One of the key features of Apple's upcoming North Carolina data centre is its mammoth field of solar panels, which aim to provide the data centre with the majority of its power. Although the solar farm in progress is a whopping 100 acres and aims to put out 20 megawatts, that's only 60 per cent of the data centre's expected draw.

Even unfinished, the field of panels is staggering in its magnitude. Kind of makes you wish you had one in your backyard, right? That and a backyard big enough to fit it. [GigaOm via Engadget]


Comments

    what a waste of space, nuclear ftw

      good idea! then we can just dump the waste in your back yard ok..

        Agreed, we can only go Nuclear once we can deal with the waste properly, as renewables are nowhere near as efficient yet.

          You can dump all the waste that an MSR would generate for powering my entire life in my back yard. Dig a hole 5 metres deep and I should be fine. It probably wouldn't even increase the background radiation found naturally around us all that much, definitely not going to give me cancer unlike my mobile phone. Then in like 20 years when the worst of the isotopes have decomposed you can do it again with the next 500 grams of waste for my children.

            +999999999
            Alternatively, dump it down some holes at coober pedy, or olympic dam or ...

      I agree that its sad that they cut down a forest to build the thing rather than, say, build it over a car park.

      Yeah, nuclear is great ...

      Well, until something goes wrong, when it becomes not great in insidious and far-reaching ways.

        Thorium Reactors FTW!!!

      Nuclear isn't actually as sustainable as many people think. If the whole world went nuclear today we would have fuel shortages within 100 years.
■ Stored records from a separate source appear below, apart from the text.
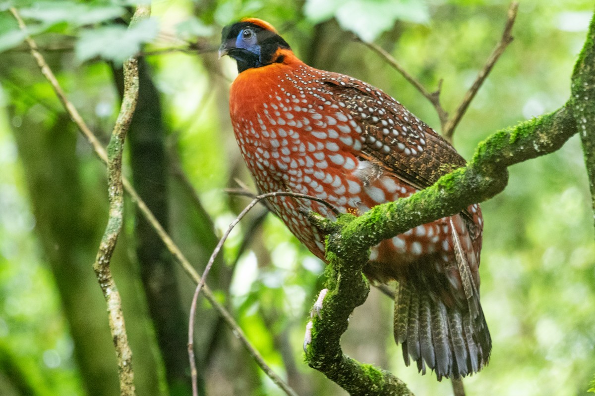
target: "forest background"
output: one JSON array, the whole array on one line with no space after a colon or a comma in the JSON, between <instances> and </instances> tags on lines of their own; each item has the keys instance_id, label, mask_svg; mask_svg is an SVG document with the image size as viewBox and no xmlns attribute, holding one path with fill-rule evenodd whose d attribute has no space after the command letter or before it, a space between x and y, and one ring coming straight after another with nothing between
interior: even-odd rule
<instances>
[{"instance_id":1,"label":"forest background","mask_svg":"<svg viewBox=\"0 0 595 396\"><path fill-rule=\"evenodd\" d=\"M0 394L114 395L117 365L92 269L107 218L107 176L23 43L15 5L70 100L107 144L122 62L142 46L141 102L124 173L197 270L248 201L252 183L227 107L233 62L217 60L221 28L273 23L309 64L378 87L437 130L432 105L355 36L398 59L453 112L499 40L497 0L156 1L126 30L131 4L0 1ZM494 131L555 110L593 13L590 1L521 2L514 41L454 135L465 158ZM595 245L580 139L510 169L482 205L481 300L494 349L464 381L469 395L585 395L595 372ZM187 322L195 285L126 202L112 261L141 395L189 394ZM345 395L303 363L322 264L257 207L232 233L208 283L265 360L300 395ZM392 340L392 302L372 289L343 338L346 353L391 370L419 395L448 394ZM283 394L210 305L199 301L201 392ZM592 386L592 385L591 385Z\"/></svg>"}]
</instances>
Its a potential stop gap and has even greater potential when paired with various other forms such as Solar, Wind, Hydro and the greatest of them all tidal.

    On the subject of nuclear waste, Australia solved that problem decades ago, look up synrock and wonder why we haven't adopted it.
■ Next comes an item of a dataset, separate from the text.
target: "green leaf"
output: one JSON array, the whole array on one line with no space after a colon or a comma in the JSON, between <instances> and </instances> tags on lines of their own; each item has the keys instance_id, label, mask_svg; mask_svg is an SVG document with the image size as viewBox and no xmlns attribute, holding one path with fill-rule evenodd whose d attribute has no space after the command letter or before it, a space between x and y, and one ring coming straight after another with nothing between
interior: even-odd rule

      Probably because it didn't work.

      My bad. I checked again and it does work just no one seems to want to use it.

      Well... synrock doesn't block radiation, just traps the waste itself to prevent it from contaminating ground water etc. So I don't know if it's a solution as such... Depends on the problem.

    OMG poor tree... : (

    Fffffff that's bigger than I thought it was from pics I saw a while back and providing 60% is actually not a bad effort considering but I wonder if thats based on the 20mw of that array or taking into account the second 20mw array still under way. Also aren't they doing some sort of gas power plant onsite too?
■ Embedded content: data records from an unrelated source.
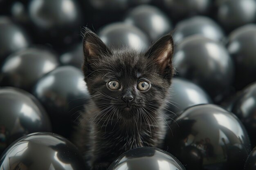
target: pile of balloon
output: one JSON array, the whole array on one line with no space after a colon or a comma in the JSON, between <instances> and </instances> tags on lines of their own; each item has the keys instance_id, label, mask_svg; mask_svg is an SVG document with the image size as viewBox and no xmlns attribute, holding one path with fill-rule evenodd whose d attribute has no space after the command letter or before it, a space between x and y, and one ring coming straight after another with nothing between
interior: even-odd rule
<instances>
[{"instance_id":1,"label":"pile of balloon","mask_svg":"<svg viewBox=\"0 0 256 170\"><path fill-rule=\"evenodd\" d=\"M0 0L0 170L89 169L69 140L85 26L116 48L175 43L164 148L109 170L256 170L255 0Z\"/></svg>"}]
</instances>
    Put the waste in a rocket and shoot it into the sun.

    Good on them!

    Nuclear... what is this? 1958? Yup, glorious nuclear energy for all, in the fuuuuturrrrreeee... Let me just pull up my silver undies.

      80% of Frances electricity comes from nuclear energy along with 30% of the power for the entire EU. Nuclear is the future and if everyone could get over this perceived danger we might actually make it.

        Just don't build them on fault lines or in the path of tsunamis! Australia would be a perfect country to build nuclear reactors due to our relatively stable tectonic plates and large uranium deposits.

    Wonder if that output will be generated or they just claim that and its actual power output will be nowhere near it. Plus if it is only 60% coverage what happens at night?

    Nuclear is great, if you use the right system design.
    Fast breeders are the ones you guys are all hating on. Do a little research on LFTR designs (Liquid Flouride Thorium).

    Best invention ever.

      no waste, no meltdown, virtually unlimited and near-free fuel.

      First, no commercial scale LFTR reactors exist. And secondly they bring a host of their own problems including (contrary to Charliem's claim) a waste that is highly radioactive. Check
      http://en.wikipedia.org/wiki/Liquid_fluoride_thorium_reactor
      if you doubt.

        The waste is not only highly radioactive, but soluble, making storage extremely hard unless it was converted into a glass-like state.

        That's really neat though. I already have a small Tritium rod that lights up my keys in the dark. I'd love a completely decayed chunk of nuclear waste that had been converted into a transparent state for storage.

    Meh, a lot of money to pay for a technology that is fast evolving. In a few years they will be able to put in some hydrogen fuel cells. Hell even the humble solar panel is evolving by the year.

    Small in Comparison to the kogan job im working on!!